第六十四話 速さ、力、魔力100点


 ダイキが剣で攻撃をしかけてくるタイミングを見計らい、俺も合わせるように後方へと剣を振った。

 ようやくではあったが、ヤツの剣を弾き返すことに成功する。


 ヤツはのけぞって、バランスを崩しながらも着地した。そして徐々に速度を緩めながら、動きを止めた。


「やっぱ強えなおまえ。人間にしては、だけど」


 魔族に変貌したダイキを見ていると、前世の感情が蘇ってくる。


「ダイキ。ちょっとだけ変わったな」

「あ? 馴れ馴れしく俺の名を呼ぶんじゃねぇよ。てか、何が言いてぇ」

「以前はユウダイの陰に隠れて、もっと上手く人をいたぶっていたのに。魔族になって邪神の力で好き勝手やって。そんなことしても、破滅するだけじゃないか」


 ダイキは眉根を寄せて、俺を睨みつけてきた。


「そりゃゲームの場合の話だろ。現実は結果がすべて。おまえがいい例じゃねぇか。本来なら魔族になって倒されるおまえが、よりにもよって勇者になった。なら、魔族になった俺たちの勝利もアリってことじゃんよ。こうして邪神の力を持ってみると、負ける気が全然しねぇんだわ、マジで」

「もうキミたちは、完全に人間の敵だよ。それで勝って、その先に何がある?」

「知ったような口ききやがって。魔族になっちまえば、もう人間なんてどうでもいいんだよ。どのみち人間はユウダイに支配されるんだからな」


 もはや人間を捨てて、世界に厄災をもたらす存在になってしまったのか。


 俺がこいつらを挑発しなければ、こんなことにはならなかっただろうと思う。

 こいつらの暴走の原因は、やっぱり俺にあるのかもしれない。

 だけど人々を苦しめる存在になってしまったというなら、こいつを倒さねばならない。


「以前も言ったはずだよ、ダイキ。おまえたちが今後も俺たちの前に立ちはだかるのなら、勇者として相手をしてやるって」


 ダイキの眉がピクピク動き出す。

 その表情から、苛立っていることがうかがえた。


「やってみろや! このクソ闇属性がぁぁあああああ!」


 雄たけびを上げると、再びヤツは高速で動き回りながら距離を詰めてきた。


 先ほどをも上回るスピード。

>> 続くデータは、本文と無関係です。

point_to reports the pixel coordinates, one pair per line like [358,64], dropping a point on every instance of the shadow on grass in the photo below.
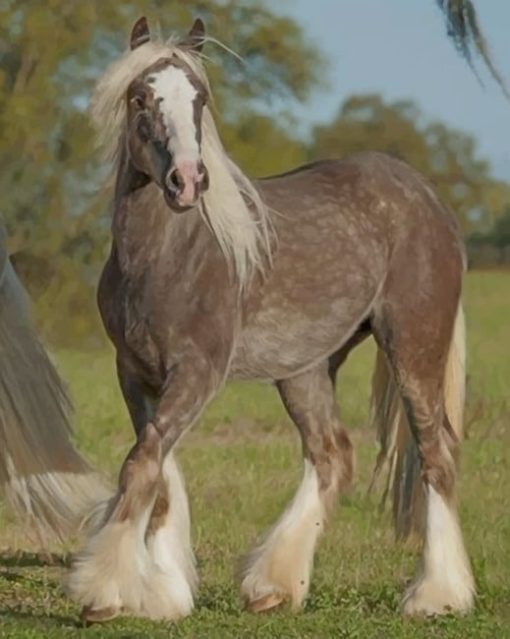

もはや目で追いかけることなどできない。

 仕掛けてくる剣の威力も、ヤバいくらいに強力だ。


 おそらくシャーロットよりも速く、オリヴィアをもはるかに上回るパワーだろう。

 そんな攻撃を、俺はギリギリで受け止めた。


 生身で受けることはできないため、魔法による防御も上乗せする。

 しかしそれでも、攻撃を受けるたびに衝撃が俺の体を突き抜ける。

 一撃でもまともに食らったら、おそらく即死だ。


 神経を研ぎ澄ませて、ダイキが攻撃してくるタイミングを計る。


 左斜め前方から来る!


 一瞬の殺気と自分の勘だけを頼りに、カウンターで剣を振る。

 しかし、かすめることすらできずに避けられてしまった。

 ヤツの動体視力と身体能力が、人間ではありえないレベルまで上がっている。


 次は後方からだ!


 さすがに攻撃を返すことはできず、受け止めるのが精いっぱいだった。

 ヤツが仕掛ける瞬間を察知してからの反撃では遅すぎる。

 かといって山勘だけで剣を振り回すのは自殺行為。


「くそ! どうすればいいんだ!」


 何度も後ろに回り込まれ、強力な斬撃が振り下ろされる。

 反撃を捨てて防御に全神経を注がなければ、耐えきることができなかった。


「ひゃっはー! どうしたオラ! さっきは上等かましてくれたじゃねぇの! 俺を倒せるもんなら倒してみろや!」


 高速で動き回りながら、ダイキが高笑いする。


 再び後ろからヤツの剣が振り下ろされた。

 ギリギリでガードするも、体制が崩れてよろける。


 完全に防戦一方。


 足の力が抜け、床に膝をつきかける。

 どうにかしのいでいたが、もはや体力的にも限界が近かった。


 そんな俺とは対照的に、ヤツの勢いは衰えるどころかスピードがさらに増している。


「ぐ! ここまでか……」


 ついに俺は膝をついてしまった。


「やっとあきらめたか! なら死ねや!」


 やばい!

 もうコイツのスピードに反応するだけの力が……。






「なんてな」

「へ?」


 俺は素早く半身になって、真後ろから振り下ろされたダイキの剣を避けた。

 すかさず剣の束を持った手で、ヤツの横顔を殴り飛ばす。


 高速で動いていただけに、殴られたダイキは勢いに乗って部屋の壁まで吹き飛んでいった。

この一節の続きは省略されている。